Grab stock gets a robotics jolt in premarket as Infermove deal puts delivery costs in focus
7 January 2026
1 min read

Grab stock gets a robotics jolt in premarket as Infermove deal puts delivery costs in focus

NEW YORK, January 7, 2026, 09:03 EST — Premarket

  • Grab shares were higher in premarket trading after the company disclosed a robotics acquisition.
  • The deal spotlights automation in “first mile” and “last mile” delivery, where costs can swing margins.
  • Investors’ next hard catalyst is fourth-quarter results expected in February.

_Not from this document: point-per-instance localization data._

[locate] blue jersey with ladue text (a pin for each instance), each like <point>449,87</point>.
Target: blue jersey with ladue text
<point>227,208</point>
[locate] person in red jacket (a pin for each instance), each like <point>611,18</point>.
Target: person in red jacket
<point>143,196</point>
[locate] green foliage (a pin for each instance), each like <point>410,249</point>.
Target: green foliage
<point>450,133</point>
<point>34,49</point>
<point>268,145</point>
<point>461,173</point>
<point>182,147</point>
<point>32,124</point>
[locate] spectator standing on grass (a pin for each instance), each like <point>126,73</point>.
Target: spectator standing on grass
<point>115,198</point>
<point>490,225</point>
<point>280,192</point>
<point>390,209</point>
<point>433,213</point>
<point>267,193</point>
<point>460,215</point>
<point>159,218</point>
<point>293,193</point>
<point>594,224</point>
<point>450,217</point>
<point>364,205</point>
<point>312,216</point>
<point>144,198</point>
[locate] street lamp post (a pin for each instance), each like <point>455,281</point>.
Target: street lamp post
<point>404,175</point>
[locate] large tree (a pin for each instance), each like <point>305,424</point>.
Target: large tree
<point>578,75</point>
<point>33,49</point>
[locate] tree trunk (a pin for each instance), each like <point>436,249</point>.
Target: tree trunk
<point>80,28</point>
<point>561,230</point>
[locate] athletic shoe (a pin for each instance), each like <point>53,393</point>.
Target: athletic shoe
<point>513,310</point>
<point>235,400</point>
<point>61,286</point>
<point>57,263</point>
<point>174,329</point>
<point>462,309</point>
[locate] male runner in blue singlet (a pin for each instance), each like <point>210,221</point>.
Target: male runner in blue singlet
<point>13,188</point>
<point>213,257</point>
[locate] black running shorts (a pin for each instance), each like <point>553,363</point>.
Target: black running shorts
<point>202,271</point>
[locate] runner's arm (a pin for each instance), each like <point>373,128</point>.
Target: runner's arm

Grab Holdings Limited shares were up about 1% in premarket trade on Wednesday, extending the prior session’s rally as investors digested the company’s push into delivery automation. 1

The Southeast Asian ride-hailing and food delivery firm said on Tuesday it bought China-based Infermove, a developer of AI-enabled robotics solutions, with the aim of strengthening its “first mile” and “last mile” delivery capabilities. 2

Why it matters now: delivery platforms have little room for error on costs, and the final leg to a customer’s door is often the priciest part of the trip. Grab has also been trying to convince investors it can grow without leaning so hard on incentives, after lifting its full-year revenue outlook and adjusted EBITDA target in its last reported quarter. 3

The move comes as U.S. equity futures edged lower after an AI-led run on Tuesday, with traders waiting on U.S. labour data that can reset interest-rate expectations and hit high-growth stocks first. 4

Grab did not disclose financial terms. It said it would develop Infermove’s solutions out of Singapore and explore how autonomous robots could improve customer and partner experiences — basically, automating the first leg and final leg of a delivery run. 5

Grab shares jumped 3.5% on Tuesday and closed at $5.27; the stock touched $5.36 at the session high. Premarket trade on Wednesday held near those levels. 6

The robotics deal also fits a broader thread in the region: ride-hailing and delivery players are testing autonomy where rules allow, while trying to defend share against local rivals. Grab last month backed China’s self-driving startup Momenta as the firms said they would work together in Southeast Asia. 7

Still, a separate pressure point sits in the filings. A Form 144 submitted on Monday showed director and chief people officer Chin Yin Ong planned to sell up to 114,000 Grab shares under a Rule 10b5-1 trading plan — a preset program that can allow insiders to trade on a schedule. 8

But the downside case is straightforward: Grab has not said what it paid or when, or how quickly robots move from pilots to meaningful scale. If the tech takes longer to deploy, or regulators tighten rules around autonomous systems, the deal risks looking like a distraction in a business where pricing and competition still do most of the heavy lifting.